Many people probably look at Matz’s stat line and see an overall solid, but not overly impressive one. In 30 starts (154 innings), the left-hander went 5-11 with a 3.97 ERA, 1.25 WHIP, and 152 strikeouts. However, many forget that he got torched while trying to play through injury for three starts. In that span, he allowed 16 runs in 11 2/3 innings which allowed his ERA to raise almost a full run from 3.38 to 4.35.

After he returned from the DL on August 16, the 27-year-old did not settle in immediately as he allowed six runs (four earned) in two innings to raise his ERA all the way up to 4.60. From there, though, he was smooth sailing as he had a phenomenal month of September in which he had a 2.51 ERA and 39 strikeouts in six starts (32 1/3 innings pitched).

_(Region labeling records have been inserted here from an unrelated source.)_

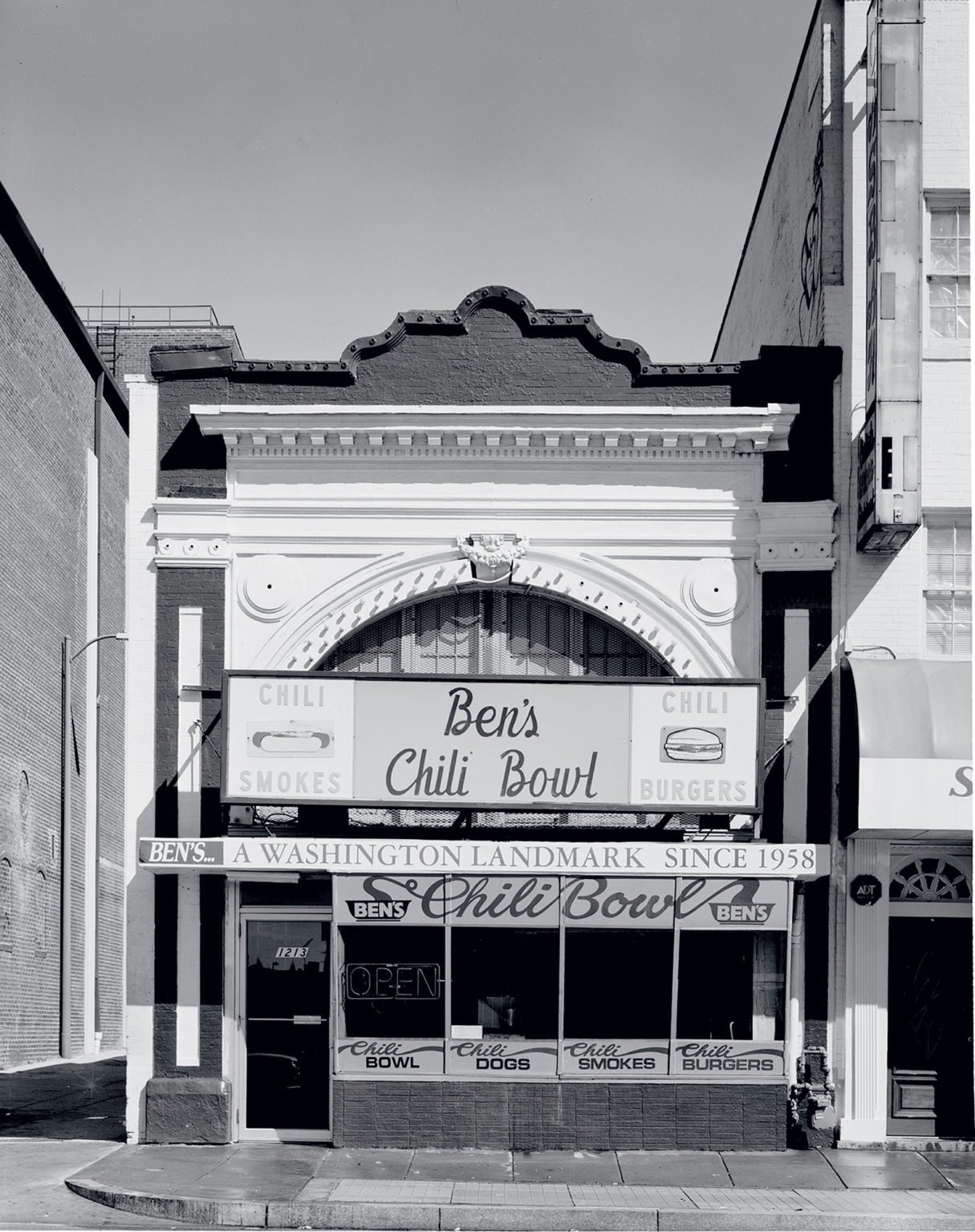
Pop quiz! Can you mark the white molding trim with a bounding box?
[756,500,837,573]
[251,547,738,678]
[190,403,798,462]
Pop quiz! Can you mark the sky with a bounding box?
[0,0,815,363]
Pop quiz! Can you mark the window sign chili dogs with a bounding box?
[223,671,763,813]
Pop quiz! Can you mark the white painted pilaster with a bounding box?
[84,450,101,1056]
[177,607,203,1066]
[839,839,890,1142]
[782,609,810,843]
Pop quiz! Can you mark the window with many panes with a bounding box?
[927,201,971,340]
[924,519,971,654]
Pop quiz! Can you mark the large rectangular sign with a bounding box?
[223,671,763,813]
[334,873,789,926]
[140,837,830,881]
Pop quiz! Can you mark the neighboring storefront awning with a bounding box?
[844,659,973,837]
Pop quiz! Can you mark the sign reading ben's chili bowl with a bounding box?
[223,671,763,813]
[333,872,790,1082]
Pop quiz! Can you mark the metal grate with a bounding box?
[313,590,680,830]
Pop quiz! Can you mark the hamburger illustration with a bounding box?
[663,727,725,761]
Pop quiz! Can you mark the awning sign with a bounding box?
[140,837,830,877]
[223,671,762,813]
[334,873,789,933]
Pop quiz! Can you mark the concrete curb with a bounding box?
[65,1180,973,1232]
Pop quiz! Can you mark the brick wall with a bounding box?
[920,360,971,509]
[713,0,843,360]
[331,1082,786,1151]
[922,0,969,188]
[0,235,126,1066]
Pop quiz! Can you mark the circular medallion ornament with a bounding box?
[680,561,748,625]
[849,873,884,906]
[237,556,299,621]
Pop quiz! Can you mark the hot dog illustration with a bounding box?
[246,719,335,758]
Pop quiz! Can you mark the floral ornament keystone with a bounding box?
[457,535,529,582]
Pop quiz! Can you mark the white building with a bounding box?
[713,0,973,1145]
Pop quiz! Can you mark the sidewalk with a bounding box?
[67,1143,975,1232]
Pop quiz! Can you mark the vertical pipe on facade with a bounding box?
[91,372,105,1051]
[91,372,105,1051]
[60,637,71,1060]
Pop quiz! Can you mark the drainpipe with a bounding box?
[60,637,71,1060]
[91,372,105,1052]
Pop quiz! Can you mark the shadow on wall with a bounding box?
[0,1057,126,1142]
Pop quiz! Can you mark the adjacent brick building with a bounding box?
[0,188,128,1067]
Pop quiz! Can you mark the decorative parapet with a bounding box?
[190,403,798,462]
[756,500,837,573]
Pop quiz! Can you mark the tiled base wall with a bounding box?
[333,1080,786,1151]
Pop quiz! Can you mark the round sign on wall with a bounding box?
[849,873,884,906]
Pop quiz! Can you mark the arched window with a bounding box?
[320,590,672,679]
[247,590,697,837]
[0,857,14,952]
[890,855,971,903]
[30,869,48,958]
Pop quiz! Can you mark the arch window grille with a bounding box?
[890,857,971,903]
[320,590,672,679]
[244,589,699,837]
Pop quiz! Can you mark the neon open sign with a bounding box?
[343,962,440,1000]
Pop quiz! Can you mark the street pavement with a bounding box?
[0,1053,126,1142]
[67,1142,975,1232]
[0,1057,975,1232]
[0,1137,187,1230]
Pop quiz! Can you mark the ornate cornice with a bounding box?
[219,286,741,386]
[190,403,798,462]
[756,500,837,573]
[154,499,230,568]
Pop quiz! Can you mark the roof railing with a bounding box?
[74,304,219,328]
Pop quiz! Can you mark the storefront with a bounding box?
[140,671,826,1147]
[144,839,823,1149]
[128,288,835,1149]
[841,658,975,1142]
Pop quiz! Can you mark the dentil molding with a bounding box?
[190,403,798,462]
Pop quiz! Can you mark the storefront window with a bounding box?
[676,930,785,1040]
[340,926,444,1039]
[451,928,559,1040]
[565,929,674,1040]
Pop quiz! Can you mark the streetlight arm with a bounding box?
[65,634,128,663]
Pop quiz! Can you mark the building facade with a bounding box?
[0,187,128,1068]
[713,0,973,1145]
[120,287,839,1149]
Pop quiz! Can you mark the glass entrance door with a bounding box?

So, while it’s easy to sit here and say that Matz is just average to slightly above, Matz actually was pretty phenomenal for most of the year outside of a few rough starts in the middle and a rough month of April where had a 4.98 ERA.

Lastly, I will briefly talk about Jason Vargas, who will be here for at least one more year, much to the dismay of many as he went 7-9 with a 5.77 ERA, 1.41 WHIP, and 84 strikeouts in a mere 92 innings (20 starts) of work while spending a large amount of time on the DL in the first year of a two-year, $16 million contract.

While that final stat line is pretty ugly for the 35-year-old, it doesn’t tell the whole story at all. In fact, Vargas actually had a remarkable recovery in the second half of the year.

After finishing off the first half with a 2-6 record and 8.60 ERA, Vargas bounced back pretty nicely going 5-3 with a 3.81 ERA after the All-Star Break.

The month of September was his best of the season, also, as he went 2-1 with a 3.27 ERA, 0.91 WHIP, and 23 strikeouts in 22 innings of work (four starts).

This comes a year after Vargas had a reversed season in Kansas City where he had 12-3 record and a 2.62 ERA before the All-Star Break followed by a 6-8 record and 6.38 ERA in the second half.

Which Vargas the Mets get will be crucial in determining whether or not the Mets have their fifth starter in-house or not, but if he can be anything close to the starter he was in the month of September this year, then the Mets will have one that is as good as any other team’s number five starter in their rotation.

Even if he’s closer to the 2018 version of himself, the Mets happen to have four starters at the top of their rotation that, when healthy, cannot truthfully be rivaled by any other team in the league. If the Mets get the necessary offensive pieces and bullpen help to secure leads and victories for them, the team could very well be playing deep into October in 2019.